国会図書館にて「邦楽と舞踊」「音楽新聞」「東京タイムズ」などを出して閲覧。調べモノ。その後、神保町へ。
本日は愛書会古書展の初日。といっても注文品はない。先日の出費が大きくまだまだ尾を引いている。だがしかし、やっぱり場を見ないわけにはいかない。
ということで、ザーッとみていくも、なかなか手にとってキープというような本も見つからない。で、まあ結局一冊だけ購入したのが以下。

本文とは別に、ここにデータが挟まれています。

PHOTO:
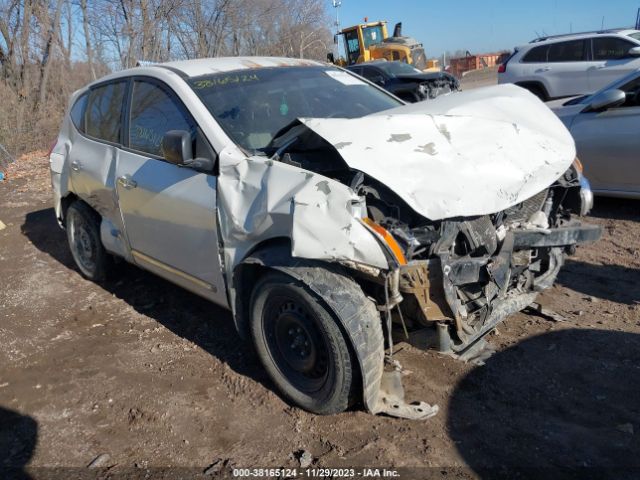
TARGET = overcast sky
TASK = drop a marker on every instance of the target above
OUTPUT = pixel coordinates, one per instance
(487, 25)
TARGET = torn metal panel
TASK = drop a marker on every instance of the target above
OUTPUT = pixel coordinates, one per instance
(467, 154)
(260, 199)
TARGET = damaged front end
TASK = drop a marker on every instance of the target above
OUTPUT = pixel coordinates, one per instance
(463, 276)
(450, 216)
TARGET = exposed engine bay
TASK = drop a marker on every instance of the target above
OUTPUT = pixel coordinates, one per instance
(460, 276)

田山花袋小栗風葉編「二十八人集」(新潮社)明治42年9月20日7版(初版は41年4月15日)裸本綴痛870円
それと一緒に写っているのは先日ネットオークションで落札したもの。
岡田八千代「白蘭」(大元社)昭和18年4月18日初版背痛300円
「二十八人集」はあれです、御存知の方には今更いうまでもありませんが、病床の国木田独歩を見舞うために仲間達が出版、という形のものです。まずは西園寺の揮毫が織り込み口絵で入ってから蘇峰の序文があって、四迷、藤村、秋声、白鳥、葵山、秋江、空穂、霜川、眉山、青果、薫、春葉、風葉、花袋らの小説、秋骨、天渓、有明、臨川、泡鳴らの評論など。それに、満谷国四郎と小杉未醒の絵が入る(未醒のは多色木版のようだが印刷か?)。ちょっと一部分綴じが緩いところがあったので帰宅後早速修理したんですけど、まあほかにダメージもないし千円以下ならよいかな、と。これは外装は凾だろうかカバーだろうか。誰か教えて下さい。
で、岡田八千代の方は、先日「絵の具箱」を買ったことだしというので、ちょっと探したらオークションにあったので落札。装幀・扉は藤田嗣治。大正初期のものから皇軍慰問までのエッセイ集。粗末な戦時中の本ではあるが、ちょっとつまんで読むには最適かも。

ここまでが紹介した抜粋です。